Samedi soir face au Crew de Columbus, une équipe en complet désarroi, les hommes de Rémi Garde ne sont même pas parvenus à revenir à Montréal avec un petit point au classement, s’inclinant 2-1.

L’Impact laisse encore filer des points au classement

MONTRÉAL — Il faut l’admettre, l’Impact de Montréal a connu sa part d’embûches et de coups durs en 2019. Calendrier éprouvant en première moitié de campagne, blessures à Ignacio Piatti et maintenant, l’absence prolongée de Samuel Piette. Mais est-ce que ces obstacles suffisent à expliquer certaines de ses défaites cette saison, comme la plus récente? La question mérite d’être posée.

Samedi soir face au Crew de Columbus, une équipe en complet désarroi, les hommes de Rémi Garde ne sont même pas parvenus à revenir à Montréal avec un petit point au classement, s’inclinant 2-1.

Soit, l’Impact a dû se débrouiller à dix joueurs pendant les 40 dernières minutes de la seconde demie (incluant six minutes de temps ajouté) à la suite du carton rouge décerné à Bacary Sagna. Toutefois, la formation montréalaise comptait encore 11 joueurs sur le terrain lorsqu’elle a accordé l’éventuel filet décisif, à la 46e minute de jeu.

Pourtant, l’Impact avait créé l’égalité grâce à une tête du défenseur Zakaria Diallo, pendant les temps d’arrêt de la première demie.

En principe, ce but aurait dû couper les jambes des joueurs du Crew et énergiser l’Impact en prévision d’une deuxième moitié de match qu’il aurait facilement pu dominer, qui aurait pu lui permettre d’interrompre une séquence de trois défaites et consolider sa position au classement dans l’Association Est.

Mais ce n’est pas ce qui est arrivé. Les joueurs de l’Impact ont plutôt amorcé cette deuxième demie comme s’ils avaient eu la conviction, après le but opportun de Diallo, que la victoire était dans le sac.

Peut-être, d’ailleurs, est-ce ce à quoi faisait allusion Rémi Garde lorsqu’il a déploré «des attitudes, des comportements» lors d’un expéditif point de presse de 94 secondes après le match.

Un peu plus volubile que son entraîneur-chef, qui est habituellement affable, courtois et généreux avec les journalistes, le gardien Evan Bush a bien résumé la situation lorsqu’est venu le temps d’analyser ce quatrième revers consécutif et cette 11e défaite de l’Impact en 23 matchs.

«Il y avait des points de disponibles pour nous dans ce match. Nous nous sommes éteints à quelques moments clés et nous n’en avions pas assez pour revenir dans la rencontre. Nous avons donné beaucoup trop de ballons.»

Des points disponibles, l’Impact en a laissé filer plusieurs cette saison. C’a été le cas le 11 mai à Cincinnati, contre une équipe qui avait été limitée à un but à ses sept matchs précédents et qui en a inscrit deux pour l’emporter 2-1.

Ç’a également été le cas une semaine plus tard, lorsque la troupe de Rémi Garde a été limitée à un verdict nul de 0-0 contre le Revolution de la Nouvelle-Angleterre au stade Saputo.
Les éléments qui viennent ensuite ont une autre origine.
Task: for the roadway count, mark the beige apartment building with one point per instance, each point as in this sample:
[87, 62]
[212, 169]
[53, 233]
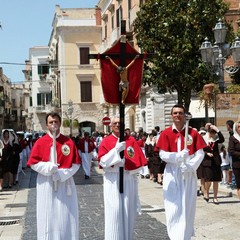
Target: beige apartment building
[75, 34]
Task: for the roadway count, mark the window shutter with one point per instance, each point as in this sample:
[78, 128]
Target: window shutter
[39, 99]
[86, 91]
[84, 51]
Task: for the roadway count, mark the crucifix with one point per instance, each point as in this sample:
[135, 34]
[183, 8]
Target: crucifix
[115, 64]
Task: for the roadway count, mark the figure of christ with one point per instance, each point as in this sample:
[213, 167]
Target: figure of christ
[123, 71]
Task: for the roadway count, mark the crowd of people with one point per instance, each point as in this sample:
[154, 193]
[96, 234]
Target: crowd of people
[14, 153]
[175, 158]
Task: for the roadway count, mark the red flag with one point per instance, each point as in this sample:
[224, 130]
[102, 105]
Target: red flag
[110, 77]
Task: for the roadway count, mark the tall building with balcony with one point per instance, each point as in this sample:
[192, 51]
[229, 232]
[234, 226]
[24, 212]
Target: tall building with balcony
[40, 88]
[75, 34]
[148, 113]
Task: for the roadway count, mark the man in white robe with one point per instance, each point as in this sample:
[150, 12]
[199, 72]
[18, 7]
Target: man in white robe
[57, 204]
[180, 179]
[120, 208]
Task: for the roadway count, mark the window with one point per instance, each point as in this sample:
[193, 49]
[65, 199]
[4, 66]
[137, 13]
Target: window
[43, 69]
[84, 51]
[44, 98]
[86, 91]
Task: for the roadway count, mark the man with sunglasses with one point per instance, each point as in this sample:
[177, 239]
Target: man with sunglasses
[120, 208]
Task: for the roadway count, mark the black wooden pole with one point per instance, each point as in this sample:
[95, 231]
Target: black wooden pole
[122, 106]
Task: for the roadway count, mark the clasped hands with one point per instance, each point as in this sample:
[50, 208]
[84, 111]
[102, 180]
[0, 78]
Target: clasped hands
[182, 156]
[121, 146]
[54, 171]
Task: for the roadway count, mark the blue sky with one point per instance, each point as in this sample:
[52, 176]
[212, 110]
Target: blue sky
[26, 24]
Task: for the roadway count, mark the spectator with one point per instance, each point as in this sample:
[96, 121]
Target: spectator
[234, 150]
[225, 166]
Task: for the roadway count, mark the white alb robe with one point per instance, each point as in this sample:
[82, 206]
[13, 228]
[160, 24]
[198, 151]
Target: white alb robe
[120, 208]
[180, 190]
[57, 211]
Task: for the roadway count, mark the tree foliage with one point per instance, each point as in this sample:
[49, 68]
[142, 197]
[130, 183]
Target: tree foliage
[174, 30]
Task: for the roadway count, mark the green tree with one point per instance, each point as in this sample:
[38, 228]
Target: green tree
[174, 30]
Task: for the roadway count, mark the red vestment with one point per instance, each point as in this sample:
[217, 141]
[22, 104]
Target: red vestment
[67, 153]
[134, 157]
[168, 140]
[81, 145]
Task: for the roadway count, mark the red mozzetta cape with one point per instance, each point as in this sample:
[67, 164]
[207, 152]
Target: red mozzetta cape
[67, 153]
[81, 145]
[168, 140]
[133, 154]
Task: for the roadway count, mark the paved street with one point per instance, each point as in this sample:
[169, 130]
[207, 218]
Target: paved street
[91, 211]
[213, 222]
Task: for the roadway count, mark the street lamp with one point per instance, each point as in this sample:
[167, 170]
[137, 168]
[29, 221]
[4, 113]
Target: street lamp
[70, 112]
[216, 55]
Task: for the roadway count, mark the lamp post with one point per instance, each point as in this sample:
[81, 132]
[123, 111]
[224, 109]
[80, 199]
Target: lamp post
[70, 112]
[216, 55]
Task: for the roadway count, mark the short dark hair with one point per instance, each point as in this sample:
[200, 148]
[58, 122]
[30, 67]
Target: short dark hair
[230, 123]
[178, 106]
[53, 114]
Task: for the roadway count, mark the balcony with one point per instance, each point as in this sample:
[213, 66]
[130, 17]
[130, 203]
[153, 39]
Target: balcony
[115, 35]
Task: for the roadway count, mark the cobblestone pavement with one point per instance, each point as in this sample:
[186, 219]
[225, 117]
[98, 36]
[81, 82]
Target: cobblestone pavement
[91, 212]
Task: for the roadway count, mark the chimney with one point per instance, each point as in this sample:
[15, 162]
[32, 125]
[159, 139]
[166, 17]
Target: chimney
[98, 16]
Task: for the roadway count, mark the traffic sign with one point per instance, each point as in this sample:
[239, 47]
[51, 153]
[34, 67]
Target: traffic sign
[106, 121]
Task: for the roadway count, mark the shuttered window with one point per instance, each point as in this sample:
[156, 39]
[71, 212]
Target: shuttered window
[86, 91]
[84, 51]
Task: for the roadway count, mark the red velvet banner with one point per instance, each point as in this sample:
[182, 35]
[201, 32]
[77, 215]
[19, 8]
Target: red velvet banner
[110, 77]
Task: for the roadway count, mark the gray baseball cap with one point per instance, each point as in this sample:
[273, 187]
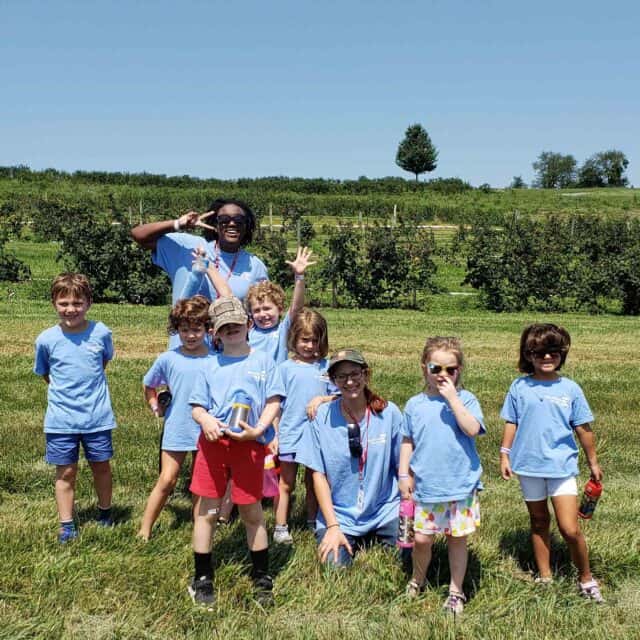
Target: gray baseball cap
[227, 311]
[347, 355]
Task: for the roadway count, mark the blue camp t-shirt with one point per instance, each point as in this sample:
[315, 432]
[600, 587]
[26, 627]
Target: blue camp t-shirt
[177, 371]
[324, 447]
[445, 463]
[78, 396]
[299, 383]
[225, 377]
[273, 340]
[173, 254]
[545, 413]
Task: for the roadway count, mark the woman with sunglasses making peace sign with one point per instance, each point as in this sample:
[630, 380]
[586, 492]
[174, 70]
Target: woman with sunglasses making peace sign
[227, 227]
[352, 447]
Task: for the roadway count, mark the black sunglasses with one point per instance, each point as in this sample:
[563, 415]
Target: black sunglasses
[225, 221]
[353, 433]
[541, 353]
[435, 369]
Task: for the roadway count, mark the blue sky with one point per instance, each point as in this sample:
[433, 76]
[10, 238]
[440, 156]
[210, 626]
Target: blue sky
[248, 89]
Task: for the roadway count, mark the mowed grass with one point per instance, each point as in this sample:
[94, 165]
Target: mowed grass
[110, 585]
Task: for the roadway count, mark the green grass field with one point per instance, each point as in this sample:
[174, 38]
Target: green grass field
[109, 585]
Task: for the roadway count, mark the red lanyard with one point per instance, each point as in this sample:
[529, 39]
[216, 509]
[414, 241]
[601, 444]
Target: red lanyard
[362, 461]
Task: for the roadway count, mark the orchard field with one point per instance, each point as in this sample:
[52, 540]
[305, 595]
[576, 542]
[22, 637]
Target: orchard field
[110, 585]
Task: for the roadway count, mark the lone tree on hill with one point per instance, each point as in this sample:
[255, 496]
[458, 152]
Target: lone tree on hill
[416, 153]
[553, 170]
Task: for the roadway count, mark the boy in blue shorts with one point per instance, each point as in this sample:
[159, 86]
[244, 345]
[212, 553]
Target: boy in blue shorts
[71, 357]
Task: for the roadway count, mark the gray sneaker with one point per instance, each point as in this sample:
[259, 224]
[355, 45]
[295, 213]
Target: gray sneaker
[454, 603]
[201, 592]
[281, 535]
[591, 591]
Puis le 1er juin, dans un revers de 3-0 contre Orlando à Montréal, à la suite duquel Rémi Garde avait dit avoir honte de ce qu’il venait de voir.

Et c’est également arrivé le 6 juillet dernier contre Minnesota, encore une fois à domicile, alors que l’Impact s’est incliné 3-2 alors qu’il menait 2-1 après 13 minutes de jeu.

Tous ces points perdus laissaient l’Impact au 6e rang dans l’Est avant les matchs de dimanche, et dans une position de plus en plus inquiétante.

Toutefois, il reste encore amplement de temps à la formation montréalaise pour redresser le navire, comme l’a laissé sous-entendre le défenseur Daniel Lovitz samedi soir.

«Toutes les équipes traversent des périodes difficiles comme celle-ci. On n’est pas satisfaits de ces résultats, mais ce n’est pas le temps de tout jeter par la fenêtre. On est toujours en contrôle et on peut tout changer. On doit simplement arrêter de faire les mêmes erreurs.»